Conducting Mobility Limitation Testing

Clinicians have numerous options for treating gait, upper limb, and other mobility issues in patients with cerebral palsy. Children often develop improved motor function after physical and occupational therapy, for instance. Physical therapy helps strengthen muscles and joints while increasing range of motion, while occupational therapy helps children prepare for daily activities, such as dressing, bathing, brushing teeth, eating, and getting in and out of assistive devices.

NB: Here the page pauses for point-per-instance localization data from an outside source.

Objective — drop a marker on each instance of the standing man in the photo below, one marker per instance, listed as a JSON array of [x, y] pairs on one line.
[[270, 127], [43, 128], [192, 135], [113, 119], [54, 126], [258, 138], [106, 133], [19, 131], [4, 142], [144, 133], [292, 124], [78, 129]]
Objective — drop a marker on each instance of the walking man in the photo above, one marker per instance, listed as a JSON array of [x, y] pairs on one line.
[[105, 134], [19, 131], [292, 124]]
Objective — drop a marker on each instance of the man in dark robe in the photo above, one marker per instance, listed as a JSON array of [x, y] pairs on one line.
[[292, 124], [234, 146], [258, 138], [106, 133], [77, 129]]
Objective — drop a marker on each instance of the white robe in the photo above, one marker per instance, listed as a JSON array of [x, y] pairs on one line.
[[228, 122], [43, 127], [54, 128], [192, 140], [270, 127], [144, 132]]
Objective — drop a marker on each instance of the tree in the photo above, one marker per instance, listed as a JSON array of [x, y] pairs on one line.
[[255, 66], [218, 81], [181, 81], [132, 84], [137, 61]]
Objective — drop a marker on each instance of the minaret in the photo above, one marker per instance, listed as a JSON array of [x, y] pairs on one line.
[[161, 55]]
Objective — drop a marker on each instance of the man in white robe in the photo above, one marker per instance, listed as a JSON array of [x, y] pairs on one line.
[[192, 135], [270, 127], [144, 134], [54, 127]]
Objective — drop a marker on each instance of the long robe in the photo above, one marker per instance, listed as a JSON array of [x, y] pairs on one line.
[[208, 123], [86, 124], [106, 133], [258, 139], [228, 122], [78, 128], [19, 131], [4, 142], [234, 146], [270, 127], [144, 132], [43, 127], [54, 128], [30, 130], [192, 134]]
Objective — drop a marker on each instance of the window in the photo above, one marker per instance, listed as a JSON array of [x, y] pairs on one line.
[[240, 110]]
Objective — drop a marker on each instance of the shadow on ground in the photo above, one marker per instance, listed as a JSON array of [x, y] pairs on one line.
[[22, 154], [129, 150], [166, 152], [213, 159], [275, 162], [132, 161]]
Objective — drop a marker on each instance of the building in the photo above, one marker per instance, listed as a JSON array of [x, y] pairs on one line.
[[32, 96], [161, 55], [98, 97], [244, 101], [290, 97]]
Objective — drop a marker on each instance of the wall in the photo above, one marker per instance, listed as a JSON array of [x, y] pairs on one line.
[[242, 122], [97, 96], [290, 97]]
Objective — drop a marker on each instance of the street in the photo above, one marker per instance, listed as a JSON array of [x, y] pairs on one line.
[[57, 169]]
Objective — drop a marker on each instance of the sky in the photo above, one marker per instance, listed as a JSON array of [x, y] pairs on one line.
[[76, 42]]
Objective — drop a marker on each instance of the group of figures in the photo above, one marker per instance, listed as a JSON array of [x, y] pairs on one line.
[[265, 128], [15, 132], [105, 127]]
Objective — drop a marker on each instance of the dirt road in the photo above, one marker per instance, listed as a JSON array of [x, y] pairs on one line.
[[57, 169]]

There are several pharmaceutical options for patients with CP. Muscle relaxants, for instance, can help children with spastic CP and other forms of cerebral palsy that cause involuntary muscle movements. Some patients take these antispasmodics every day by mouth, while others receive intramuscular injections. Other medications can ease pain, reduce inflammation, reduce the risk of seizures, and provide other relief from cerebral palsy symptoms.

Mobility aids can also provide great relief. Walkers, canes, wheelchairs, and other assistive devices give CP patients more autonomy, which can make living with CP easier. They can also improve mood and outlook.

Mobility is one of the central issues surrounding cerebral policy. The earlier a child gets tested and enters treatment, the better the outcome. This is why doctors focus on early screening and diagnosis; older children might not adapt as easily to treatment.